Most of the investigations into ACORN, the low-income advocacy group, have focused on voter registration fraud. But now lawmakers want to follow the money.

Rep. Steve King, R-Iowa, a member of the Judiciary Committee, is demanding congressional hearings into the financial structure of the Association of Community Organizations for Reform Now.

"I don't think they've been examined in any significant way at all," he said.

King questions the actions of ACORN officials as well as the multitude of nonprofit activist groups that apparently overlap with ACORN and share the same headquarters address in New Orleans.

"This spider web, this myriad web of ACORN dollars and revenue streams, every bit of them should be looked at, all the corporations that they are networked with all of the boards of directors of those corporations, the inner locking connecting, the faces that are the same from board to board."

ACORN believes an investigation of its finances is "...a continuation of the right wing Republican attacks which continues to stalk ACORN. This ACORN as 'punching bag' redundancy is not worthy of your audience."

But FOX News has found more than 250 nonprofit groups list ACORN's New Orleans headquarters as their address. Among them is Citizens Services Inc., a firm that was paid more than $800,000 by the Obama campaign for a get-out-the-vote program last year.

Citizen Services lists two ACORN headquarters as its offices and even shares a third floor legal department with ACORN.

At least two complaints that accused ACORN and one Citizen Services of violating campaign financing laws were dismissed by the Federal Election Commission.

The FEC will not comment on current cases, and while the FBI is investigating ACORN, its focus is primarily voter registration fraud.

There have been four ACORN related state prosecutions since the election, dealing with alleged voter registration fraud. None involve ACORN's finances.

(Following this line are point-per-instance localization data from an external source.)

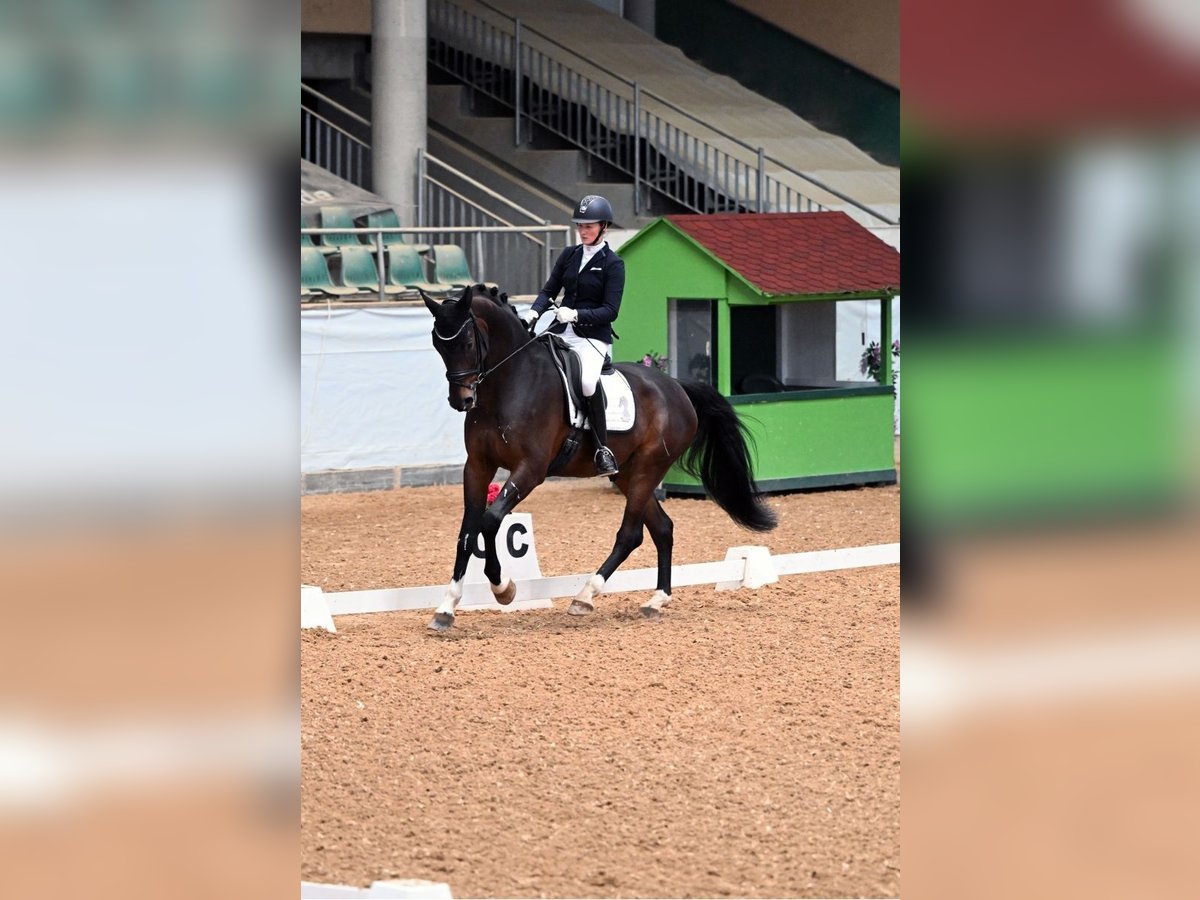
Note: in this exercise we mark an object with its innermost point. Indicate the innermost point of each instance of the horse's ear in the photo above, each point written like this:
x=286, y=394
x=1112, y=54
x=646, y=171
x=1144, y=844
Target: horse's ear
x=430, y=303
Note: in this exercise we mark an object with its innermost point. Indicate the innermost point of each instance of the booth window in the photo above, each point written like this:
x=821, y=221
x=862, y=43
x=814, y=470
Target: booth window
x=691, y=330
x=754, y=355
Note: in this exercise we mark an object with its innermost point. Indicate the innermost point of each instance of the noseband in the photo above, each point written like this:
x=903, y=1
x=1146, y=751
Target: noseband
x=480, y=370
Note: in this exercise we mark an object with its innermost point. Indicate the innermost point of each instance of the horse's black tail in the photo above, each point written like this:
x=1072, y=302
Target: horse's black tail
x=720, y=457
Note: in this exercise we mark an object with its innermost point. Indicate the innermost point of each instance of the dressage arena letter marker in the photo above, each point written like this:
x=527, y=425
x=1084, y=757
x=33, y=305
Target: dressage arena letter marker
x=313, y=609
x=538, y=592
x=519, y=561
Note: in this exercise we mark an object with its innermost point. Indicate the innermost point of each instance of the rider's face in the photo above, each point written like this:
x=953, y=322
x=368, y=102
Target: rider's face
x=589, y=232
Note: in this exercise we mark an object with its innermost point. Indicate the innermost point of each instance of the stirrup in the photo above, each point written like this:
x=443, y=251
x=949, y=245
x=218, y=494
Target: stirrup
x=605, y=462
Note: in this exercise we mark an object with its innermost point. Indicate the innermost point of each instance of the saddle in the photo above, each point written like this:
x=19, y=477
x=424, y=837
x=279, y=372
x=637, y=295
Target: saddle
x=618, y=397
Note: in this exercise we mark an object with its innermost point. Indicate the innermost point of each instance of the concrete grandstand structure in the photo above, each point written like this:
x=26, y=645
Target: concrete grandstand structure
x=492, y=117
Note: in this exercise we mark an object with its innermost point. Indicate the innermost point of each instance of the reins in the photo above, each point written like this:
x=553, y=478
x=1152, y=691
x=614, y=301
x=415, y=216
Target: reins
x=481, y=370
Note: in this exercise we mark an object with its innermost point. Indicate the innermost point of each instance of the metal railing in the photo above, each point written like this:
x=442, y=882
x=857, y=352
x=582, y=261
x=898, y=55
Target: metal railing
x=663, y=147
x=331, y=145
x=449, y=198
x=541, y=244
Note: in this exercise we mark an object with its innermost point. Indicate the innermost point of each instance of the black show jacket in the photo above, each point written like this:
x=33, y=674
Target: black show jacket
x=594, y=293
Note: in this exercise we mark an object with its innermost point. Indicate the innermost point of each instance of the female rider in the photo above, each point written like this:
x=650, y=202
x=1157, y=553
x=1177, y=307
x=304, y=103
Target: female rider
x=594, y=280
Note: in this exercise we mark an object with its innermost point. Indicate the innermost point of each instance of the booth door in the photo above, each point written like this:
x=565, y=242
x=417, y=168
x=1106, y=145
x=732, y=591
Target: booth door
x=691, y=340
x=754, y=360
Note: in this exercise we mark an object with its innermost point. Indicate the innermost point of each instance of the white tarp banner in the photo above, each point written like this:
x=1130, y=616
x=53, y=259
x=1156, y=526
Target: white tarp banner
x=373, y=391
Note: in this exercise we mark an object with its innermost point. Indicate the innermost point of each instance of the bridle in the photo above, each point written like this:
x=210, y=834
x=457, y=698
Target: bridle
x=480, y=371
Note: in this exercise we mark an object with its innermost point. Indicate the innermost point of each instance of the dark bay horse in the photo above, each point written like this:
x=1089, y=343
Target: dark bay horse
x=508, y=385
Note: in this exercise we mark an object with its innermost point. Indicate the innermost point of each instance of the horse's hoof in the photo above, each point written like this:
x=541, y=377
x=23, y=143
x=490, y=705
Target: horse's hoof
x=505, y=595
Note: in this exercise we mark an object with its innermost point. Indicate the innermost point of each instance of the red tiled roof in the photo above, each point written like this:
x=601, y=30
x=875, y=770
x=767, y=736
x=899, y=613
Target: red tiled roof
x=797, y=252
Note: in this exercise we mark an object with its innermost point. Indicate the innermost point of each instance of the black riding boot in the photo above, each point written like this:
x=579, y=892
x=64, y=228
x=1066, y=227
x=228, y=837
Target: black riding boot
x=606, y=463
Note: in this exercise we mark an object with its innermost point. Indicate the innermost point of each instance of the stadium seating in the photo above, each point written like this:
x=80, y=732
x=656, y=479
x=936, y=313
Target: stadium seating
x=315, y=275
x=387, y=219
x=450, y=267
x=337, y=217
x=405, y=270
x=359, y=271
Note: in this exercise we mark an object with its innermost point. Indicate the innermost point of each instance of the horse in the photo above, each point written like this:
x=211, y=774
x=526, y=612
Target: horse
x=507, y=383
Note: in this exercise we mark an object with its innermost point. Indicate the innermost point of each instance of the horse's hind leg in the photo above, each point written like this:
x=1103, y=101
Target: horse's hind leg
x=474, y=493
x=637, y=490
x=661, y=531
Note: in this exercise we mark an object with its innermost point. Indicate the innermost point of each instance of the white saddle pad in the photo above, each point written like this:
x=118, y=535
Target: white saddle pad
x=618, y=403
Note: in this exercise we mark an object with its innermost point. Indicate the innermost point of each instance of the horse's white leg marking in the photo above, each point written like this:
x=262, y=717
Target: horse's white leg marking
x=504, y=592
x=451, y=598
x=657, y=603
x=583, y=601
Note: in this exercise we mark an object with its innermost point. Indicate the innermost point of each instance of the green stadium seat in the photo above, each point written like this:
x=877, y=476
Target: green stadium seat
x=315, y=275
x=359, y=270
x=388, y=219
x=450, y=265
x=337, y=217
x=405, y=270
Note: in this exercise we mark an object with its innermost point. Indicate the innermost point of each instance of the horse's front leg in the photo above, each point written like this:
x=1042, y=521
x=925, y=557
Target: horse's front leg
x=521, y=483
x=475, y=479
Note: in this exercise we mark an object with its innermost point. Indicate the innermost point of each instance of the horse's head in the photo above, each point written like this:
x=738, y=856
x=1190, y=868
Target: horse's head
x=459, y=341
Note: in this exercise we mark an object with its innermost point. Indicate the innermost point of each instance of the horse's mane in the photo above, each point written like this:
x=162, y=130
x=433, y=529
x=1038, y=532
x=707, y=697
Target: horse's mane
x=493, y=293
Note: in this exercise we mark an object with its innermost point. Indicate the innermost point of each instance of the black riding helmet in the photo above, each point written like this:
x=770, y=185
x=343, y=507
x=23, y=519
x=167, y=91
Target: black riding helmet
x=592, y=208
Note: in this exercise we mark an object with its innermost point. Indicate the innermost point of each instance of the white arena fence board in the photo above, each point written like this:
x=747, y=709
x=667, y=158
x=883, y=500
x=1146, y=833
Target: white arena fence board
x=397, y=888
x=541, y=591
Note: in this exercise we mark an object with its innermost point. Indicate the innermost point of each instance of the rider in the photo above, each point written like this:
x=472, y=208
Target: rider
x=594, y=279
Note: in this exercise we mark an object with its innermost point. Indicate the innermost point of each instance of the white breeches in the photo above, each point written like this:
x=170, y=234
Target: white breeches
x=591, y=353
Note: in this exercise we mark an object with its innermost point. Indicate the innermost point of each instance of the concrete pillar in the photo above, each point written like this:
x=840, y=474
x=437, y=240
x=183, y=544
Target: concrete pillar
x=397, y=101
x=641, y=13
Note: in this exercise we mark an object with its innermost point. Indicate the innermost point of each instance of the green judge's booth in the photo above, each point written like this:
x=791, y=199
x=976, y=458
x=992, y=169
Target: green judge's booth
x=748, y=304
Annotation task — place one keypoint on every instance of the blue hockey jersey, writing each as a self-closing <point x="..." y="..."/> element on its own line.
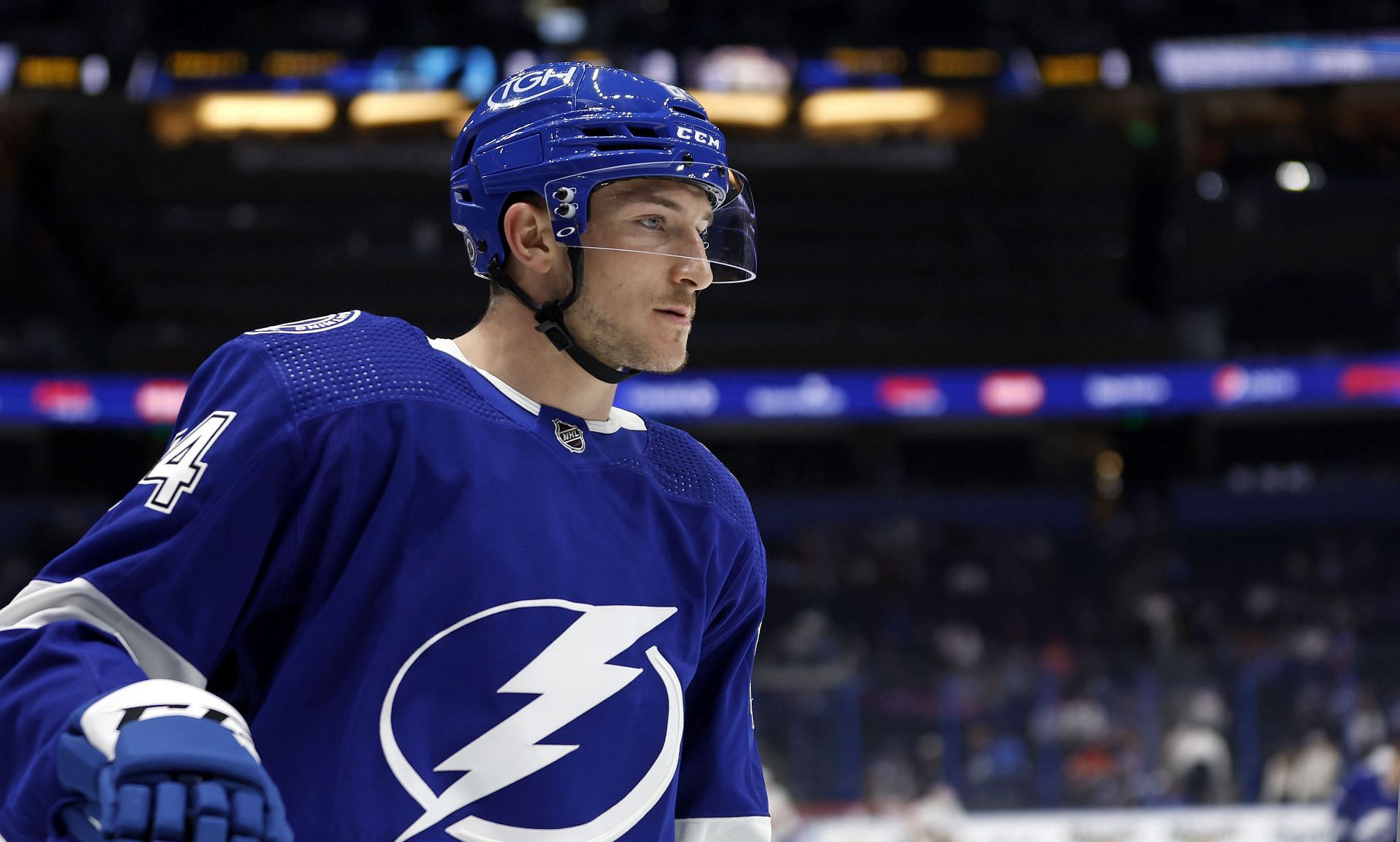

But former FEC Commissioner Hans von Spakowsky says a wider probe is needed.

"ACORN has all these subsidiaries and affiliates that seem to be shell organizations with money being transferred between them and to investigate that takes a lot of resources," said von Spakovsky, a visiting legal scholar at the Heritage Foundation, a conservative think tank. "I really think that's the kind of thing that only someone like the FBI could thoroughly investigate."